InfrastructureEuropeans conduct final test of Galileo

Published 29 April 2008

The EU wants to compete in the lucrative positioning market, and wants its Galileo system to compete with the U.S. GPS system; project has been hobbled by delays and shortfall of funds, but the EU soldiers on

The European Union on Sunday launched the second and final test satellite for its $5.3 billion rival to the U.S. Global Positioning System (GPS), brushing off industry doubts over its viability. The Galileo project, Europe’s biggest single space program, has been hobbled by delays and squabbling over funding that ended only when the twenty-seven-nation EU agreed to funnel public funds into it. The experimental satellite, Giove-B, was put into orbit by a Soyuz rocket in Kazakhstan and will test Galileo’s core technologies such as a high-precision atomic clock and the triple-channel transmission of navigation signals, the European Commission said. “[Galileo] will be operational in 2013 and already we think this will be profitable,” EU transport commissioner Jacques Barrot said after monitoring the launch from the Fucino control center in the hills of central Italy. The full system will consist of thirty satellites. Galileo’s first experimental satellite was launched in December 2005, but doubts have accompanied the project from the beginning, with critics pointing to the dominant position of the U.S. GPS and similar projects planned by Russia and China. Critics have also labeled it too expensive, despite the EU commission arguing that it would create thousands of jobs and ensure independence from the U.S. service.
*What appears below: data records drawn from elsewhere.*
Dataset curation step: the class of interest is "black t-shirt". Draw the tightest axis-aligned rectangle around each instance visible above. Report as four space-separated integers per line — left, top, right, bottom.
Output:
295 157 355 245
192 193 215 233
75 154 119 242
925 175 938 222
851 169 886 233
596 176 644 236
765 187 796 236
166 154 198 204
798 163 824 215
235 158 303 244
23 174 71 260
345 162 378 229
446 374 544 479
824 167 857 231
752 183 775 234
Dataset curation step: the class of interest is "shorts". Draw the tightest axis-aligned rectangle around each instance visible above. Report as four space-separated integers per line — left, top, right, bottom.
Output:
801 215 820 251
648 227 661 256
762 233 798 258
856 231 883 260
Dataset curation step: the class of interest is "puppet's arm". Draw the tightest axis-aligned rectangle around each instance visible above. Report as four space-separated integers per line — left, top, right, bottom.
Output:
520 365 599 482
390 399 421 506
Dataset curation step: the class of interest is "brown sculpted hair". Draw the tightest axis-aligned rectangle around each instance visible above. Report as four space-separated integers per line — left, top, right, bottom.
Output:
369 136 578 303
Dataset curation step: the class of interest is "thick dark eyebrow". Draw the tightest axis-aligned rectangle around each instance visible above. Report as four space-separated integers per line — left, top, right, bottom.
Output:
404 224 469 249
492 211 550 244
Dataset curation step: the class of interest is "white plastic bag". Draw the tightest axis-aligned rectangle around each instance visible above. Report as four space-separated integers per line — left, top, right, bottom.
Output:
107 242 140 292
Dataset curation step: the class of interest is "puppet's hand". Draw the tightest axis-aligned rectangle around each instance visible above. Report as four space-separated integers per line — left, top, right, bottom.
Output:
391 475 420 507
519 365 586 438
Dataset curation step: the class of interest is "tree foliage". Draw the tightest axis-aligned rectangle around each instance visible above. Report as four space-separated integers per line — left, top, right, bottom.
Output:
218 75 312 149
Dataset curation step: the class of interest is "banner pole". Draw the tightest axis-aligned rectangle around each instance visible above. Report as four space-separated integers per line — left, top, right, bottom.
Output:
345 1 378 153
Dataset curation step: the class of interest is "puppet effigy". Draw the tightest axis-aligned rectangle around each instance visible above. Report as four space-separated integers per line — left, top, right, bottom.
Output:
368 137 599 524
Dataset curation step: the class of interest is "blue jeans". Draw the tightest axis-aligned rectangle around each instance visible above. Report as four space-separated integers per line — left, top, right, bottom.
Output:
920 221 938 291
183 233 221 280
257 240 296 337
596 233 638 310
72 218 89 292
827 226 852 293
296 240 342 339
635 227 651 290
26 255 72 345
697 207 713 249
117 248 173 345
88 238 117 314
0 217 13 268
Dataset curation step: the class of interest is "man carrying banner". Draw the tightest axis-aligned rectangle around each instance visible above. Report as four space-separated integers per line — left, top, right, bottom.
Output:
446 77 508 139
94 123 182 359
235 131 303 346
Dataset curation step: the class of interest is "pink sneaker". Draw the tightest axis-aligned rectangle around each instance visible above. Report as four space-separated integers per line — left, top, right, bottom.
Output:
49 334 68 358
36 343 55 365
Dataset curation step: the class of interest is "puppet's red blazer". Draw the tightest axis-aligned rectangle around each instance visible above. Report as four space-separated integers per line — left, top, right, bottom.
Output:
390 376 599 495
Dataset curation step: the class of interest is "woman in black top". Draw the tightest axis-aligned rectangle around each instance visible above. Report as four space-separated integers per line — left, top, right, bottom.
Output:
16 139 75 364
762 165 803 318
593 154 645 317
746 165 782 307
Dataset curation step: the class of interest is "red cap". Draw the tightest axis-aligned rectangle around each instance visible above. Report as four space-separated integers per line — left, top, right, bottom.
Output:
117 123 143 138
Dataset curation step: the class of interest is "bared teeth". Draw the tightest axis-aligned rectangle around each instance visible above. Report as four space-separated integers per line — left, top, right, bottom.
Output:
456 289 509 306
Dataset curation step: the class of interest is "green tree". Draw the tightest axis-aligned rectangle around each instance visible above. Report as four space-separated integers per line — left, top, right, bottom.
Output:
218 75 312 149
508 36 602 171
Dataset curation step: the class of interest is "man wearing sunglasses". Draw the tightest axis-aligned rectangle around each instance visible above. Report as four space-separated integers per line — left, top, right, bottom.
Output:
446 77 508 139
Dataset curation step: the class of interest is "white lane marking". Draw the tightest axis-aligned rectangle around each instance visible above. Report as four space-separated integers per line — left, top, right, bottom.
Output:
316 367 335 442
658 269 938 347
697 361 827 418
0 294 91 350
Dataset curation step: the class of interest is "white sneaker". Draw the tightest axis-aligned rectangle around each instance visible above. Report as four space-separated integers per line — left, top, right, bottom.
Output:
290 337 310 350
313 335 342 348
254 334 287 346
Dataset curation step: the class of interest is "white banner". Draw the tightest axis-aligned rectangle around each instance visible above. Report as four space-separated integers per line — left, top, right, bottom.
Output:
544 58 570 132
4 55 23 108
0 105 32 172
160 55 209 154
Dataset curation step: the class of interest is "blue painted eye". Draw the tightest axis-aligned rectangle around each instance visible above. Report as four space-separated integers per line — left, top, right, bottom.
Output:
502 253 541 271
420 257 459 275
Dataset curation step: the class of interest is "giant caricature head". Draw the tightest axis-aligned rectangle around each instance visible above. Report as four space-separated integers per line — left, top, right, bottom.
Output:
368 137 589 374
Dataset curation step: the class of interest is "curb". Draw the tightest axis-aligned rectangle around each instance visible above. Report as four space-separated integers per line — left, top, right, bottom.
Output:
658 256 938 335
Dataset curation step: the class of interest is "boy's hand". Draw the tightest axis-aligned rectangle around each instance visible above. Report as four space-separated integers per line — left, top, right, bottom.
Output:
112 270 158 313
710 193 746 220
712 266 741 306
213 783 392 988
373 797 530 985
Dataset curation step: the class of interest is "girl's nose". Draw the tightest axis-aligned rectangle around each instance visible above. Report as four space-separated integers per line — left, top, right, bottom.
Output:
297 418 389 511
Barrot played down those squabbles, saying the market for personal navigation devices was booming and the new system would appeal to a wide range of sectors ranging from transport to construction. Russia and China are also interested in cooperating to develop some technology jointly with their planned new positioning systems, Barrot said.

The number of personal navigation devices sold last year jumped five-fold from 2005 and the European market is expected to be worth €135 billion by 2025, the EU says. Private companies have been less enthusiastic about the project, however, and a consortium that included France’s EADS and Thales and Italy’s Finmeccanica pulled out of it in 2007 because they doubted it could be profitable. This forced the EU to agree to divert unused public funds to plug a €2.4 billion shortfall. EU transport ministers gave Galileo the final green light earlier this month, giving the European parliament more say in how it is run and opening the way for companies to tender for contracts worth billions of euros.